C O N N E C T I N G - C H A I N S

When working with dataframes instead of excel, we gain a massive amount of power and capabilities given python is a programming language, and excel is a spreadsheet.

One of the things we lose, however, is the graphic interface. The ability to click a button and add a column. Below are a number of ways you can add new columns to a dataframe in Pandas.

Setting up our example

The first thing I am going to do is to create a sample dataframe for us to work with.

import numpy as np
import pandas as pd
# import sample data
data = pd.read_excel('./data/pandas_add_column.xlsx')

This will give us the following table (assuming we are viewing it in Jupyter Notebook):

Sample Order Data
Sample Order Data

I am also going to add the following data that I want to add to this table.

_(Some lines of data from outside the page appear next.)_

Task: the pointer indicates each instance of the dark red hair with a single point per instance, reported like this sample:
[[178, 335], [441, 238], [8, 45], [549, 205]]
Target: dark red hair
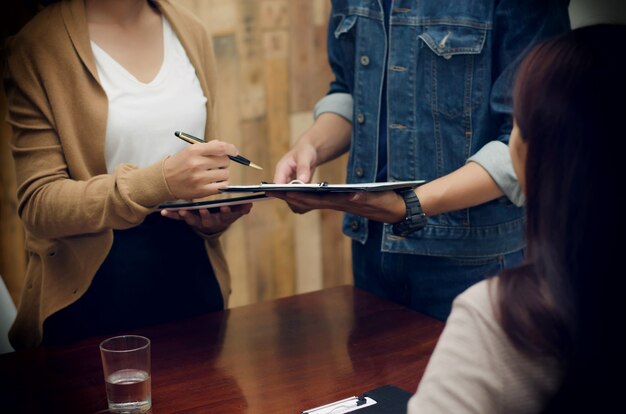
[[566, 301]]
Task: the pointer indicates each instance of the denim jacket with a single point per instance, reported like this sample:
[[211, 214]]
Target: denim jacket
[[450, 72]]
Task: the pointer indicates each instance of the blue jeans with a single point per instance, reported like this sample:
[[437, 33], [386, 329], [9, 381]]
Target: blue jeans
[[427, 284]]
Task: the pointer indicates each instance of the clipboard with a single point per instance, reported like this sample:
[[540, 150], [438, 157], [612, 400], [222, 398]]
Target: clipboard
[[211, 204], [387, 399], [322, 187]]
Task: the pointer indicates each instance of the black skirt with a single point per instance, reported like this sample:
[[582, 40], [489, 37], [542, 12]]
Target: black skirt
[[156, 272]]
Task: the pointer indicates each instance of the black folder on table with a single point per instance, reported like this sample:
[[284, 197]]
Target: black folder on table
[[389, 400]]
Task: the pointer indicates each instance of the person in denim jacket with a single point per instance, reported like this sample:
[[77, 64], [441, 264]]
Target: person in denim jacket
[[422, 90]]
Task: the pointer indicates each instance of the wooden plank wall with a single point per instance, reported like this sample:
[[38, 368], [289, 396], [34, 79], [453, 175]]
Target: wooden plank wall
[[271, 57]]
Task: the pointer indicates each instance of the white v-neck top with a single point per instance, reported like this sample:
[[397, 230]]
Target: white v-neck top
[[143, 116]]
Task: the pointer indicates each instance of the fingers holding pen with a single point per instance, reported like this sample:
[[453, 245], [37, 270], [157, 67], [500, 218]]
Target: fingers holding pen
[[199, 170]]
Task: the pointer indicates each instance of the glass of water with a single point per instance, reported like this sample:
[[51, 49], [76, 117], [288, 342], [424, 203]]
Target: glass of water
[[126, 366]]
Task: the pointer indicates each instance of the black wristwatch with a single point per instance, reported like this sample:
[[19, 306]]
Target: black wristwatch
[[415, 218]]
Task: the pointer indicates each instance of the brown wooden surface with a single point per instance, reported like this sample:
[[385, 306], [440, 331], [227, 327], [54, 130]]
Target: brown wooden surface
[[279, 356]]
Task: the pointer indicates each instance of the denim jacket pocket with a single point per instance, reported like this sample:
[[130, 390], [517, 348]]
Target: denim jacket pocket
[[457, 67], [346, 23]]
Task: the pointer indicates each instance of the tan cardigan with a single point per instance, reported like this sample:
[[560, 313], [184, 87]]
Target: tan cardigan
[[67, 201]]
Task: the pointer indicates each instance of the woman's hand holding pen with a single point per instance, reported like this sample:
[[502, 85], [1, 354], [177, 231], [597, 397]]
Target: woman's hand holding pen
[[199, 170]]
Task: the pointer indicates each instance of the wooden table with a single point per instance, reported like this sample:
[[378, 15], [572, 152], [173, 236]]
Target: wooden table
[[280, 356]]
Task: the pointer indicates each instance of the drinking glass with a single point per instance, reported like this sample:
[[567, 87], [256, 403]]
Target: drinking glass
[[126, 366]]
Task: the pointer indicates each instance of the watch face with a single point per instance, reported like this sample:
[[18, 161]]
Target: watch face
[[415, 219]]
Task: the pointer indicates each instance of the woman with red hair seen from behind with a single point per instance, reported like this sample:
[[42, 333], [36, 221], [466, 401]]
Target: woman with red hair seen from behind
[[548, 336]]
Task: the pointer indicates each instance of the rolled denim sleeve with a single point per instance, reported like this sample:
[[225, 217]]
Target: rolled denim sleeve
[[338, 103], [512, 41], [496, 160]]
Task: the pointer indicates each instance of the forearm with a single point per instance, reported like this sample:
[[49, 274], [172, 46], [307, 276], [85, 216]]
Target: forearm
[[329, 135], [466, 187]]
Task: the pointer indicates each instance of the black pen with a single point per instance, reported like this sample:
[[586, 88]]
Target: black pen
[[195, 140]]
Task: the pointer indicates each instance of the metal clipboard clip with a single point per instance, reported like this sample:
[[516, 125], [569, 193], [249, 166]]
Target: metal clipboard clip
[[346, 405]]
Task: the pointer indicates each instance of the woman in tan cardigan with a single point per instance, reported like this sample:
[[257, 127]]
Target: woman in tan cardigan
[[96, 89]]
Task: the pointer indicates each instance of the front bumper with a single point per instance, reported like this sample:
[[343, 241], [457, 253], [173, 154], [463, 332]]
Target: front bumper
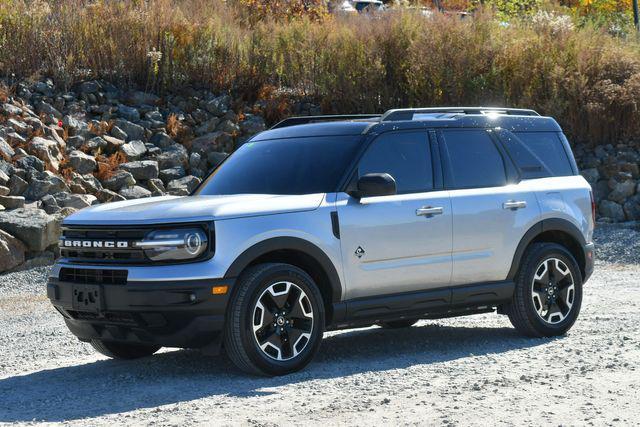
[[182, 314]]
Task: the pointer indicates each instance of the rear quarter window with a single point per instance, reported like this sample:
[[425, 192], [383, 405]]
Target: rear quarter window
[[549, 149]]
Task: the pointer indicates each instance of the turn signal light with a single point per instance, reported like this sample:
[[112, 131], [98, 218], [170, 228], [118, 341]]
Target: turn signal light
[[219, 290]]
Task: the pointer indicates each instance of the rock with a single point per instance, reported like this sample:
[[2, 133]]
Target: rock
[[45, 183], [106, 196], [188, 182], [75, 142], [140, 98], [135, 192], [4, 178], [218, 106], [162, 140], [46, 150], [611, 210], [50, 204], [48, 109], [119, 180], [133, 150], [12, 202], [128, 113], [228, 126], [34, 227], [81, 162], [11, 251], [591, 175], [143, 170], [10, 110], [632, 208], [621, 190], [215, 141], [176, 155], [6, 152], [156, 186], [17, 185], [88, 87], [170, 174], [208, 126], [76, 201], [132, 130], [118, 133], [96, 145], [215, 158]]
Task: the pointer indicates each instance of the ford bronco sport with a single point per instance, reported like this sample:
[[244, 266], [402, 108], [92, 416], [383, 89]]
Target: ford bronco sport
[[335, 222]]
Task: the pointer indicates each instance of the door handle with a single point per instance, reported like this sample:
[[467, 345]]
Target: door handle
[[429, 211], [514, 205]]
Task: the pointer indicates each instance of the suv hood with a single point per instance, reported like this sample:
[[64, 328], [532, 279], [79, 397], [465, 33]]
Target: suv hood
[[168, 209]]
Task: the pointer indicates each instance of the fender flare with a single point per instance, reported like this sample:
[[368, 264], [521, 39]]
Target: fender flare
[[551, 224], [288, 243]]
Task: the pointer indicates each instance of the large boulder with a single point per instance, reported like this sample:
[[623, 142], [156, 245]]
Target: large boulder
[[132, 130], [81, 162], [143, 170], [119, 180], [6, 152], [46, 150], [135, 192], [45, 183], [11, 251], [34, 227], [133, 150]]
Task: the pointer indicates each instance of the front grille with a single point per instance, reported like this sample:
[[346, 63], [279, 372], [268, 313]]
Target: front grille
[[105, 236], [93, 276]]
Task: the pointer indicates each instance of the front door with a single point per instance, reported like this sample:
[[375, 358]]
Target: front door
[[398, 243]]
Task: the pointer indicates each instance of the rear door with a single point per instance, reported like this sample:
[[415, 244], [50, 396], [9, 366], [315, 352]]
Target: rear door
[[392, 244], [491, 211]]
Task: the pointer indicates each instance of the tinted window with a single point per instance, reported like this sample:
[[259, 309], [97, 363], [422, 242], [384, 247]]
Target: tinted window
[[549, 149], [403, 155], [284, 166], [475, 160]]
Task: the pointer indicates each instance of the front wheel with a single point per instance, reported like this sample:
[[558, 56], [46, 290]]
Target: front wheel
[[275, 320], [548, 293]]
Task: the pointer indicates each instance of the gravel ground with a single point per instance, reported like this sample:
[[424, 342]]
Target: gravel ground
[[466, 371]]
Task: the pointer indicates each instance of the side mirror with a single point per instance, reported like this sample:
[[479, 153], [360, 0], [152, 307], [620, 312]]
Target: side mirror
[[375, 184]]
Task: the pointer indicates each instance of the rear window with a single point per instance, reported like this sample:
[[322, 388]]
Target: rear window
[[475, 160], [549, 149]]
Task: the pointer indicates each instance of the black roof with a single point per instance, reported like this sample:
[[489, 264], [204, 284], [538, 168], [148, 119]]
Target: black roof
[[515, 120]]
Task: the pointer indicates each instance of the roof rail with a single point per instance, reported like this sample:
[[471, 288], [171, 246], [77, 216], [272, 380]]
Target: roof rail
[[407, 113], [292, 121]]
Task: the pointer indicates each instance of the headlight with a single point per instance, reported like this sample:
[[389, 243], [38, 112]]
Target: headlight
[[174, 245]]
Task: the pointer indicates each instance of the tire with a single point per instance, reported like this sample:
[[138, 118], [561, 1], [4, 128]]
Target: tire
[[118, 350], [275, 320], [398, 324], [548, 292]]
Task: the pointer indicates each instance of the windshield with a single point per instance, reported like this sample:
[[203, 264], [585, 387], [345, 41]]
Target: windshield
[[284, 166]]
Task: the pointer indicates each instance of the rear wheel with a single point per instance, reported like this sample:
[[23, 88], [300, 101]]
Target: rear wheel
[[118, 350], [548, 292], [275, 320], [397, 324]]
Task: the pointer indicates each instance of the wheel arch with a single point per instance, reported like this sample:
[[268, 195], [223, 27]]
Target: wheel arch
[[302, 254], [552, 230]]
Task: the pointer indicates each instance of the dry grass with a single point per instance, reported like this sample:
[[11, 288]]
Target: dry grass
[[585, 78]]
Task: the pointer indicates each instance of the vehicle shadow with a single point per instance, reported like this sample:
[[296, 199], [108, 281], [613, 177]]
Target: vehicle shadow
[[109, 387]]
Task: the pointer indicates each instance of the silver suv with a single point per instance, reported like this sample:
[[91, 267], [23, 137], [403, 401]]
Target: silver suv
[[335, 222]]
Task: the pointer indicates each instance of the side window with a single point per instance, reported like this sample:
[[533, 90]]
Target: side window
[[548, 147], [474, 159], [403, 155]]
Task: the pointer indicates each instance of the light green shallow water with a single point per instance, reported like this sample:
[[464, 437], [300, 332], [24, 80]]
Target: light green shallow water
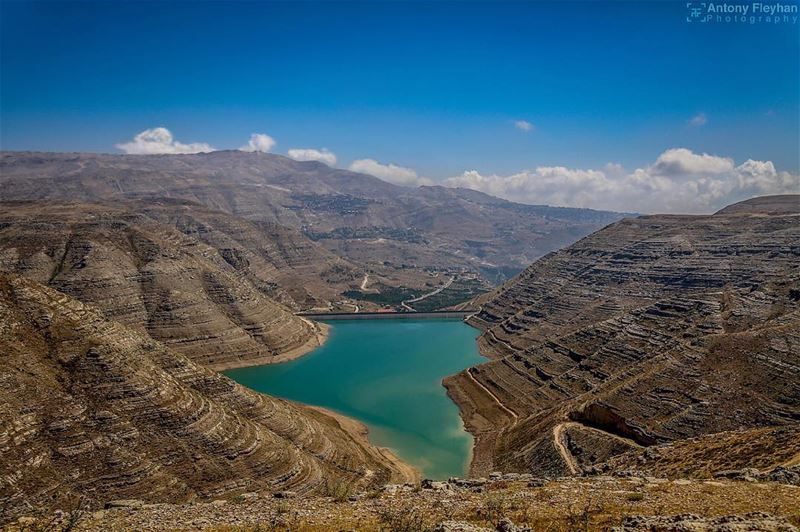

# create additional column
## as list
supplier_list = ['Whiskey', 'Xray', 'Yankee', 'Zulu']

## as dictionary
supplier_dictionary = {'28374':'Whiskey', '28394':'Yankee', '23928':'Zulu', '23305':'Xray'}

How do I add a column to a dataframe in Pandas?

Below are going to cover 7 ways to add new column to your dataframe.

1. Declaration

Here we are setting a column on the table data equal to the list or array of values we stored in that variable above. This is the most straight forward method.

# Method 1
## Declaring

data['Supplier'] = supplier_list

When doing this, it will add the column to the end of the table.

Adding a Column

2. .insert()

Insert allows us to control where the column is inserted. Each column has an index number starting with 0.

Inserting a Column

So if we want Supplier to come right after Customer, we need to choose an index position of 2. Order Number would be index 0, and Customer would be index 1, so we want to insert into index 2.


3. .assign()

When used without complex options, assign acts like declaring a column… by adding it to the end.

data = data.assign(Supplier = supplier_list)
Assigned Column

4. Dictionary

A dictionary in Python is different than a normal list of data. Dictionaries are made up of what are called “Key-Value Pairs”. Rather than a list of values, each value is actually associated with a key.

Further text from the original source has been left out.